The Utah State Legislature is currently considering legislation that would significantly limit the use of non-compete agreements in Utah.  Senate Bill 46 (SB 46) has passed the Senate and received a favorable recommendation from the Utah House Business and Labor Interim Committee.  The bill adds to restrictions the Utah State Legislature enacted in 2016, which limited post-employment enforcement of non-compete agreements to one year.  Under the proposed bill, the Legislature would also restrict the reasons for which an employer can seek a non-compete agreement.

Under current law, non-compete agreements in Utah must be no longer than one year, limited to a reasonable geographic area, and intended to protect only legitimate business interests of the employer.  Under common law, legitimate business interests supporting enforcement of a non-compete agreement have included a range of sensitive business information, like trade secrets, intellectual property, business plans, financial information, customer lists, and referral sources.  Courts have also found things like good will, customer relationships, and investment in employee training to be legitimate business interests supporting enforcement of a valid non-compete agreement.  The legislative history of SB 46 shows the Legislature’s intent to substantially limit an employer’s ability to protect many of these recognized legitimate business interests.

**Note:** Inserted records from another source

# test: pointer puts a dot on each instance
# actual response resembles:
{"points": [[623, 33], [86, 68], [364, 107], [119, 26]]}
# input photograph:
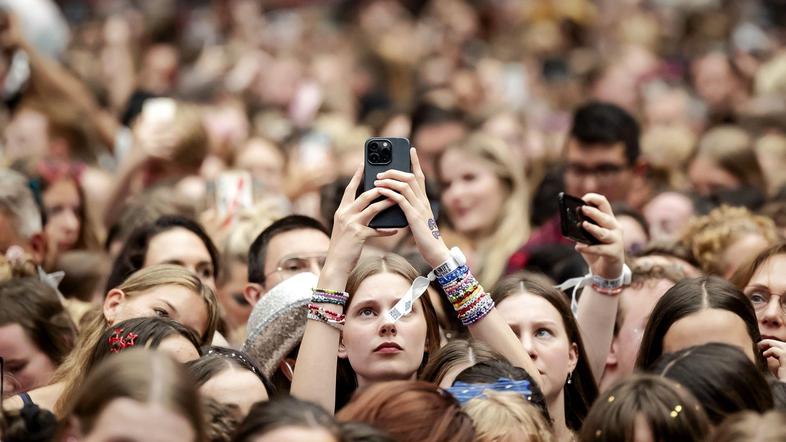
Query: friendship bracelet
{"points": [[321, 297], [331, 318], [335, 296]]}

As initially introduced, SB 46 appeared to be an attempt merely to codify the common law recognition of legitimate business interests recognized by the Utah courts.  While some observers expressed concern about limiting the list of legitimate business interest to only those currently recognized, greater limitations soon followed.  The Utah State Senate amended SB 46 to remove most of the classes of intangible property currently protectible by non-compete agreements, leaving only trade secrets and intellectual property as the legitimate business interests allowed to support enforcement of a non-compete agreement.  Trade secrets and intellectual property already receive substantial protection under state and federal law.  Utah employers seeking to protect other types of information or their investment in good will, customer relationships, or employee training may find themselves with few tools if SB 46 is enacted.